Charlamae Hill Rollins

Charlamae Hill Rollins began working at the Chicago Public Library in 1926 at the Hardin Square Branch. She moved to the South Side in 1932 to work at George Cleveland Hall Branch, which became one of the first libraries in the area with the intent to serve the growing black population in Chicago. A storyteller at heart, Rollins paid special attention to bringing forth stories that accurately depicted African American children, devoid of stereotypes. She worked effortlessly to try to pull harmful books from the library’s collection such as the Pickaninny Twins by Lucy Perkins. Within the community, she hosted workshops for parents at the library and upheld black pride by highlighting African American contributions through books reviews and recommendations.

Mary Cutler Fairchild

Born in 1855 in Dalton, Massachusetts, Fairchild was one of the first librarians to establish the common use of the Dewey Decimal system.

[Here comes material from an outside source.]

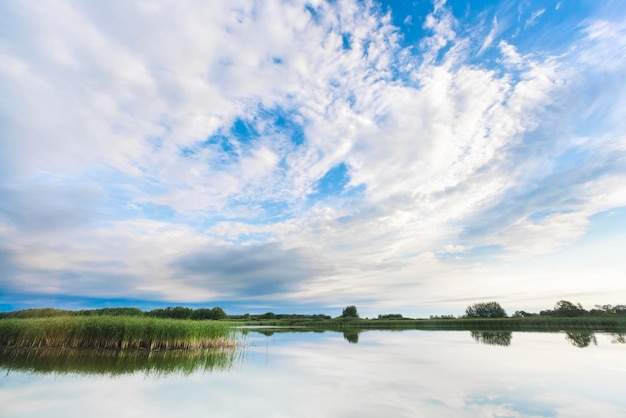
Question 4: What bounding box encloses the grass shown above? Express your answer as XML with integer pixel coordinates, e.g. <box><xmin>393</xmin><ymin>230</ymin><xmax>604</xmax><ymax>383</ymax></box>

Melvil Dewey gave her a position as head cataloger at Columbia College. She then became a cataloguing instructor at Columbia College School of Library Economy in 1887. She then moved to Albany Library School and became the vice director to Melvil Dewey. Although Dewey was the head of the school, Fairchild was the one who administered and implemented action. Along

with her position at the school, she instituted the New York State Library for the Blind in honor of her father. Through her leadership of the library school, she made it a model for other emerging library schools across the country. She instructed students into the public library movement and shaped the curriculum of Columbia that instated entrance exams and promoted the Albany School as a graduate institution. In her last years, she served as the vice president of the American Library Associations Council. She was also in charge of the World’s Columbian Exhibition in 1893 for the Chicago World Fair, where a model of a library containing 5,000 books was assembled as a model for local town libraries.

Suzanne Briet

First an English teacher in Algeria in the late 1900s, Suzanne Briet moved to librarianship in 1920 after moving back to Paris. She began working at the Bibliothèque Nationale as a professional librarian, only one of three

women. In 1934 she established the Salle des Catalogues et Bibliographies and opened previously closed off bibliographies, arranged supplementary indexing, and organized a bibliographic advising assistances. She is known mostly for her 1951 publication Qu’est-ce que la documentation? This helped lay the foundation for documentation science, arguing that documentation goes beyond a text and she redefined the word “document” to mean any physical form of evidence.